The Vinland Map shows its true colors; scientists say it’s a confirmed forgery

For the first time in the controversial saga of the famous Vinland Map, scientists say they have shown with certainty that the supposed relic is actually a 20th-century forgery. The findings are reported in the July 31 print issue of Analytical Chemistry, a peer-reviewed journal of the American Chemical Society, the world’s largest scientific society.

The Vinland Map — a drawing that suggests Norse explorers charted North America long before Columbus — has given scientists and historians a fertile platform for debate throughout its contentious history. Several studies have questioned its authenticity, but disagreement about techniques and interpretations has left some adherents to the map’s 15th-century origins unconvinced.
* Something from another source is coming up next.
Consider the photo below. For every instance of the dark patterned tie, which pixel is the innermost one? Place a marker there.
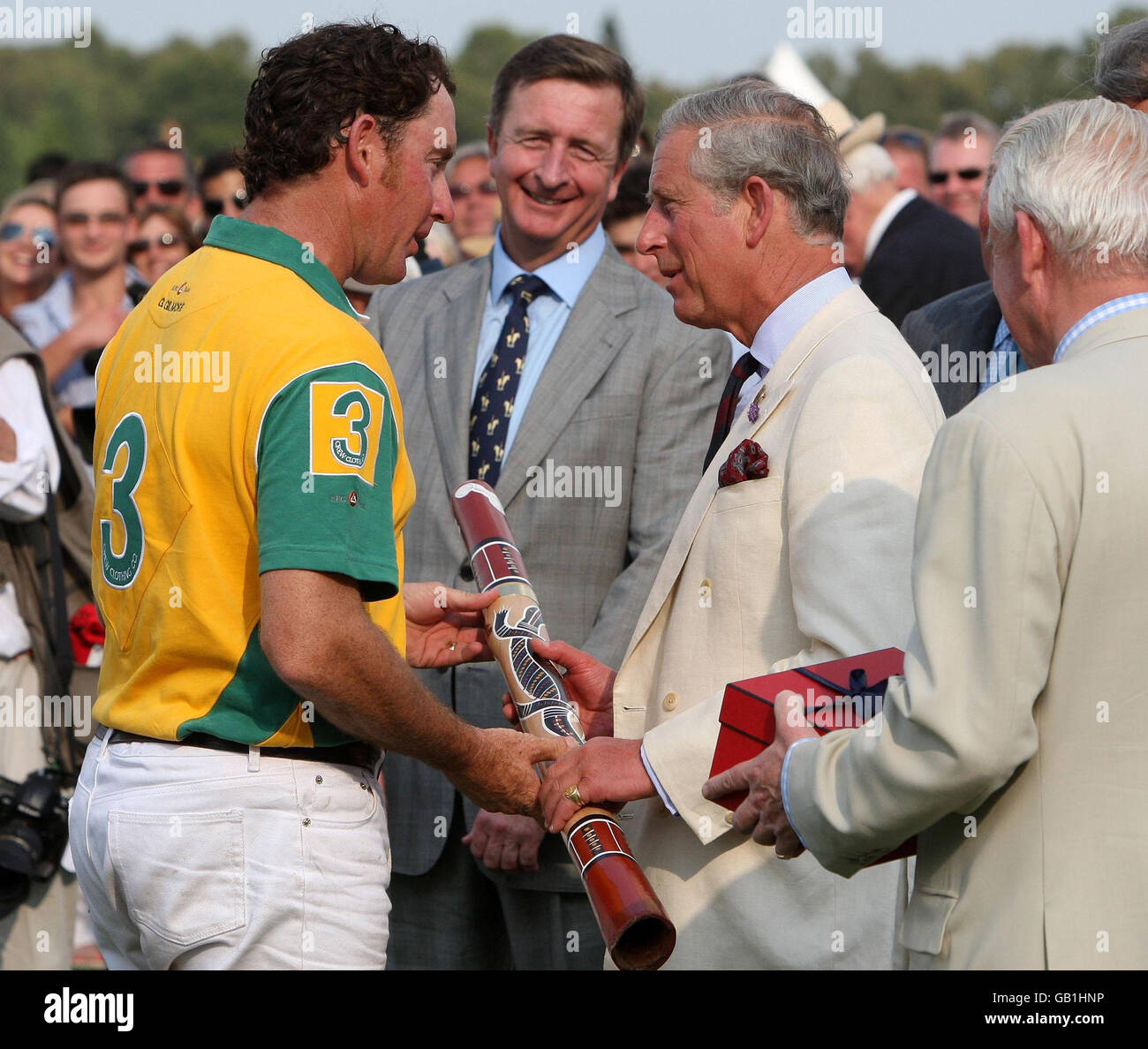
(727, 408)
(494, 401)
While other evidence has already established the pre-Columbian presence of the Vikings in North America, the map still serves as an important piece of history and has been valued by some at more than $20 million. It resides at the Beinecke Rare Book and Manuscript Library of Yale University.

“The Vinland Map is arguably one of the most important maps in the world,” said Robin Clark, D.Sc., Sir William Ramsay Professor of Chemistry at University College London. Clark and Katherine Brown, a doctoral candidate, used Raman microprobe spectroscopy to identify the chemical components in the inks on the Vinland Map.

In this technique, a laser beam is directed at an object; a small portion of the light scatters off the molecules as radiation with different colors. Every material has a unique scattering spectrum that acts as a fingerprint, allowing scientists to identify it.

The ink is made up of two parts: a yellowish line that adheres strongly to the parchment overlaid with a black line that appears to have flaked off.

The yellow line contains anatase — the least common form of titanium dioxide found in nature. Some scientists have concluded that the map must be of 20th-century origin because anatase could not be synthesized until around 1923. Others have suggested that anatase could have been formed during the medieval production of iron-based inks.

The current study is the first to establish precisely where the anatase is located on the map. The Raman technique allowed the researchers to examine the entire map in place, as opposed to other methods that drew individual samples from the map. “Anatase was detected solely in the ink lines and not elsewhere on the parchment, so [it] must be an integral part of the yellow line,” the authors assert in their paper.

Prior to the development of the printing press, manuscripts were generally written in either carbon-based inks or iron gallotannate inks. Erosion of the latter makes the parchment brittle and often leads to brown or yellow staining. “Knowing that such yellowing is a common feature of medieval manuscripts, a clever forger may seek to simulate this degradation by the inclusion of a yellow line in his rendering of the map,” the researchers suggested.

The study shows, however, that the black ink is made from carbon, not iron gallotannate, which makes the natural occurrence of yellowing impossible. Also, the map has not grown brittle over the years, as would be expected with an iron gallotannate ink.

“The Raman results provide the first definitive proof that the map itself was drawn after 1923,” Clark said. “The results demonstrate the great importance of modern analytical techniques in the study of items in our cultural heritage.”